Nelle corse a pariglia che si svolgono durante il Carnevale a Santu Lussurgiu, i cavalieri mostrano una grande abilità equestre e molta compostezza, come impongono le regole di questo genere di manifestazione che ha origini nelle esercitazioni e nelle tradizioni delle cavallerie leggere.

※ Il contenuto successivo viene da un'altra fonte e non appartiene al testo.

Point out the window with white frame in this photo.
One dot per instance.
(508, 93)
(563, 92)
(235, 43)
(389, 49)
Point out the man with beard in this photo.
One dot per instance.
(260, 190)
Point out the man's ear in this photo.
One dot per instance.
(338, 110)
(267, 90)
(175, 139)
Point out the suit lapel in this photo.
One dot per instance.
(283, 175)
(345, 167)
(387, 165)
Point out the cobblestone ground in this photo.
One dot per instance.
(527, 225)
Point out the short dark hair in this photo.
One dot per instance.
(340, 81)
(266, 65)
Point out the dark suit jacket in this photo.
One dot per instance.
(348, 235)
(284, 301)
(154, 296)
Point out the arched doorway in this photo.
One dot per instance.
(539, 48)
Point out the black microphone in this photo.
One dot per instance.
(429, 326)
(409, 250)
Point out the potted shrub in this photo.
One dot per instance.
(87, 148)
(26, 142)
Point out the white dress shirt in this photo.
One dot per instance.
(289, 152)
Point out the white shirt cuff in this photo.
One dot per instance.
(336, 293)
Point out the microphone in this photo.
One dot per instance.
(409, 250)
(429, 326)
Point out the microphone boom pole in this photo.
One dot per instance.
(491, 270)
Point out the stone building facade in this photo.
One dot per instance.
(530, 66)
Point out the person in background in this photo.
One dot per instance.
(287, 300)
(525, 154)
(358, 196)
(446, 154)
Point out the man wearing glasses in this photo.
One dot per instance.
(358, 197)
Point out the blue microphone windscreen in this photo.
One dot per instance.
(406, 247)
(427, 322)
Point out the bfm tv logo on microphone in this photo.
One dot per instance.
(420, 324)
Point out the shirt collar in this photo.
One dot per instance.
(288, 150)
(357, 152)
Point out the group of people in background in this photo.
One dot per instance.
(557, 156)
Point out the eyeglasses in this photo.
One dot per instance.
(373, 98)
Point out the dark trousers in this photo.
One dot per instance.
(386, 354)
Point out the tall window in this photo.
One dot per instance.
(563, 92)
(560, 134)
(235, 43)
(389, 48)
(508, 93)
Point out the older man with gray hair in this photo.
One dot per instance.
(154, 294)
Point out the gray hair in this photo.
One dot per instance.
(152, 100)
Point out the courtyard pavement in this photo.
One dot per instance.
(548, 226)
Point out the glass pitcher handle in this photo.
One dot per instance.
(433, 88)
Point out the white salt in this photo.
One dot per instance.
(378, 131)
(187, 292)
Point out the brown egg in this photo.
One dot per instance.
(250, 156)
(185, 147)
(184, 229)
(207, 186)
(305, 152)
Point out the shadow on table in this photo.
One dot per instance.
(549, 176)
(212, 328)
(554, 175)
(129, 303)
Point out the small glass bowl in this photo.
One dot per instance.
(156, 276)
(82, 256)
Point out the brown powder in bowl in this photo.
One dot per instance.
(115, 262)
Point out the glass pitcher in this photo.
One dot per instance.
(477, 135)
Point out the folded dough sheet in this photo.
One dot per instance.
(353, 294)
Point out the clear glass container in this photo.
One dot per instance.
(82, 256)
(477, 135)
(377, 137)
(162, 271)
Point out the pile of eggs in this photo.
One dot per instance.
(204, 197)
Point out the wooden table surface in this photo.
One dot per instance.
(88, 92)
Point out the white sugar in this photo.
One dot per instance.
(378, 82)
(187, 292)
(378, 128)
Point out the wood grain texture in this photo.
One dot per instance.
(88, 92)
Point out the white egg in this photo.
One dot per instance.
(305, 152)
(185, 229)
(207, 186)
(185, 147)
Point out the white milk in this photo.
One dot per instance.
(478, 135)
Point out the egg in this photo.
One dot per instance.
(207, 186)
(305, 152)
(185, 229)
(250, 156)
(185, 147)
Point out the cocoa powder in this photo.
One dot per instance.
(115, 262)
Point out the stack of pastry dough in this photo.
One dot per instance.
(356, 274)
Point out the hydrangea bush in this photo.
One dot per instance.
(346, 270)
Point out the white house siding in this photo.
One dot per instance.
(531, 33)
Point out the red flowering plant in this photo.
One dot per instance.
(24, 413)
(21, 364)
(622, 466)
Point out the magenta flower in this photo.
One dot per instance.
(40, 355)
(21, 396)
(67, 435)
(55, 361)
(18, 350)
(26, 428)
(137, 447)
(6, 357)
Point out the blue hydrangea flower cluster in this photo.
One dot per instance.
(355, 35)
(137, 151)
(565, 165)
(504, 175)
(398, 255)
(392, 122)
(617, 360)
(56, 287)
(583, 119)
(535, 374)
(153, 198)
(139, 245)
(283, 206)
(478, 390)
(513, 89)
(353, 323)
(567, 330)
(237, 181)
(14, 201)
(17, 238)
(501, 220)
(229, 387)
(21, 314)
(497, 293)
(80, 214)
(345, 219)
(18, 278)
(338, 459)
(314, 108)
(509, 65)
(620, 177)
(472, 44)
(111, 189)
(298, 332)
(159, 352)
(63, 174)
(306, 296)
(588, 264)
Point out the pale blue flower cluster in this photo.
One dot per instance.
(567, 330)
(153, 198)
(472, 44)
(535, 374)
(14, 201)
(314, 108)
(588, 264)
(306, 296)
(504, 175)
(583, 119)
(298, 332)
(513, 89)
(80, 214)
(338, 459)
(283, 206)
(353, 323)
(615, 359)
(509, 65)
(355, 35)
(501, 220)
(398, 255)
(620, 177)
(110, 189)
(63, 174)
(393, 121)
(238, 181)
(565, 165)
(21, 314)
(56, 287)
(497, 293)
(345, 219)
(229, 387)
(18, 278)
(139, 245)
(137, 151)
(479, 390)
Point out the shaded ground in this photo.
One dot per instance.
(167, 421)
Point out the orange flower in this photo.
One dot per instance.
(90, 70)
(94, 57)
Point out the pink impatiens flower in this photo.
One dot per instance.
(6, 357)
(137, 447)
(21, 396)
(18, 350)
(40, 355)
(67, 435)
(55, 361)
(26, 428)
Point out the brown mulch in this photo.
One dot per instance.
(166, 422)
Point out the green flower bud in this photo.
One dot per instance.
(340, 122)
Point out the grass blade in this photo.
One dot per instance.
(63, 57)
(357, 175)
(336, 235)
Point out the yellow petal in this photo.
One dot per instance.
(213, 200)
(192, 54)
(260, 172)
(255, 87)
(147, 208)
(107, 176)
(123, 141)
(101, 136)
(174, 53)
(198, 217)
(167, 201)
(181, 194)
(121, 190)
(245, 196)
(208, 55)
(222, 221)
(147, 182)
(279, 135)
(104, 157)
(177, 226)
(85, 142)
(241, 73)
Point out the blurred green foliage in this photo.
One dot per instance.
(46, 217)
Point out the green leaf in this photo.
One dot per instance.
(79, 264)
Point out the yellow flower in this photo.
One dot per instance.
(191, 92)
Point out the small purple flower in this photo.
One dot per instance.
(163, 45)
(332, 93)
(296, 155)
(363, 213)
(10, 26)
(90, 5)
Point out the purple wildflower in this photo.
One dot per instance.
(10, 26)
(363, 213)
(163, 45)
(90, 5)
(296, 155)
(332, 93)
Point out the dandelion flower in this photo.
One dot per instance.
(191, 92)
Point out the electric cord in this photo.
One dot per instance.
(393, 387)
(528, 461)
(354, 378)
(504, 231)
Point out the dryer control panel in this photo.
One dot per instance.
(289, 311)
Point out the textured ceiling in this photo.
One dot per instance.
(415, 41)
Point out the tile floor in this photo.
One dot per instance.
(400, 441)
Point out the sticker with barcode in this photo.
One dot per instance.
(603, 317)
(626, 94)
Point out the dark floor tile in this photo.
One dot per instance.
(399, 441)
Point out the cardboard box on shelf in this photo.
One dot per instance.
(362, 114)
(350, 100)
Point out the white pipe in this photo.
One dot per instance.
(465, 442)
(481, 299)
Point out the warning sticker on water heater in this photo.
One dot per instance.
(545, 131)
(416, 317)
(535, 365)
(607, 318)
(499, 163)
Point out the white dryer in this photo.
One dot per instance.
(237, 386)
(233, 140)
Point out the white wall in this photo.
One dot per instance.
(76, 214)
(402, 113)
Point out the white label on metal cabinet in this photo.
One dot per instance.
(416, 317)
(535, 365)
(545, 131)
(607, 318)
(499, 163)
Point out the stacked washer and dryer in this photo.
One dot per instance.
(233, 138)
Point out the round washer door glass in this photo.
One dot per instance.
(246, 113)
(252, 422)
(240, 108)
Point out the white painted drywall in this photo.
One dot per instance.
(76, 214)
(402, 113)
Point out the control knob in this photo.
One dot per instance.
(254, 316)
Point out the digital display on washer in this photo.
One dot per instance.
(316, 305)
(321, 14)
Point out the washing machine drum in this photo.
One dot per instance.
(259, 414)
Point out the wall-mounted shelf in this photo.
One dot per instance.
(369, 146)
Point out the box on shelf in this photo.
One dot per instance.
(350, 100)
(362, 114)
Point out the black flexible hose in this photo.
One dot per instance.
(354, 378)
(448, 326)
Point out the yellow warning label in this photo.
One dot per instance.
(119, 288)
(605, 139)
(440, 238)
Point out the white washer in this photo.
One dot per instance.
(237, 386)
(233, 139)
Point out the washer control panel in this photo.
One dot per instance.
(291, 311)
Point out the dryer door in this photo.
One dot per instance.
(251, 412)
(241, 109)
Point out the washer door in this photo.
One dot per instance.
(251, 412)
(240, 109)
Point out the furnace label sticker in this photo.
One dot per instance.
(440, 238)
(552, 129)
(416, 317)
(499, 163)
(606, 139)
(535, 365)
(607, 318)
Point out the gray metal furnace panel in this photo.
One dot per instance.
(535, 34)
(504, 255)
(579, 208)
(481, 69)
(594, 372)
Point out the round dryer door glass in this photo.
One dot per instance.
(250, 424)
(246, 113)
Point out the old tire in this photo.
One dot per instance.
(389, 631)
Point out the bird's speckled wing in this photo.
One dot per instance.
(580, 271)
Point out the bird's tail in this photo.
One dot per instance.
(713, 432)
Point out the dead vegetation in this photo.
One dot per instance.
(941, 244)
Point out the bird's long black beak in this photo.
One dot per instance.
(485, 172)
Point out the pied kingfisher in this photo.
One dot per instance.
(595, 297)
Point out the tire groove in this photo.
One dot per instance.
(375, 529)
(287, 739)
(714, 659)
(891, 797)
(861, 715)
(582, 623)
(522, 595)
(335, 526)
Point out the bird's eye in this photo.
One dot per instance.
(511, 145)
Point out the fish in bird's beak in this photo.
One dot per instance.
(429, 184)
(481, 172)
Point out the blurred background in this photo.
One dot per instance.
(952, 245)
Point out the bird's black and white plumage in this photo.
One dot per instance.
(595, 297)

La maschera principale del carnevale di Sarule è "sa Maschera a Gattu", che porta "duos oddes", le due gonne del costume tradizionale indossate al rovescio per nascondere i ricami e garantire l'anonimato, una copertina bianca sulla testa come simbolo della nascita, un velo nero davanti al viso come emblema della morte, e una fascia rossa intorno al capo per simboleggiare il matrimonio. Con la scelta degli indumenti usati, "sa Maschera a Gattu" perpetua simbolicamente riti agrari di morte e rinascita della natura diffusi nel mondo antico mediterraneo, tra questi i rituali dionisiaci.
Il carnevale di Tempio comincia il giovedì grasso con l'entrata trionfale in città del Re Giorgio, rappresentato da un fantoccio. La domenica si celebra il matrimonio tra Re Giorgio e la popolana Mannena, di solito abbigliata in modo audace; come vuole la tradizione, Mannena darà al re un figlio che sarà Re Giorgio per il successivo carnevale. La sfilata dei carri allegorici del carnevale tempiese ha luogo per la prima volta nel 1956. Il personaggio principale è "Giorgio", un tempo chiamato Jolgliu Puntogliu, oggi invece "Sua Maestà Re Giorgio" che rappresenta il potere in tutte le sue forme.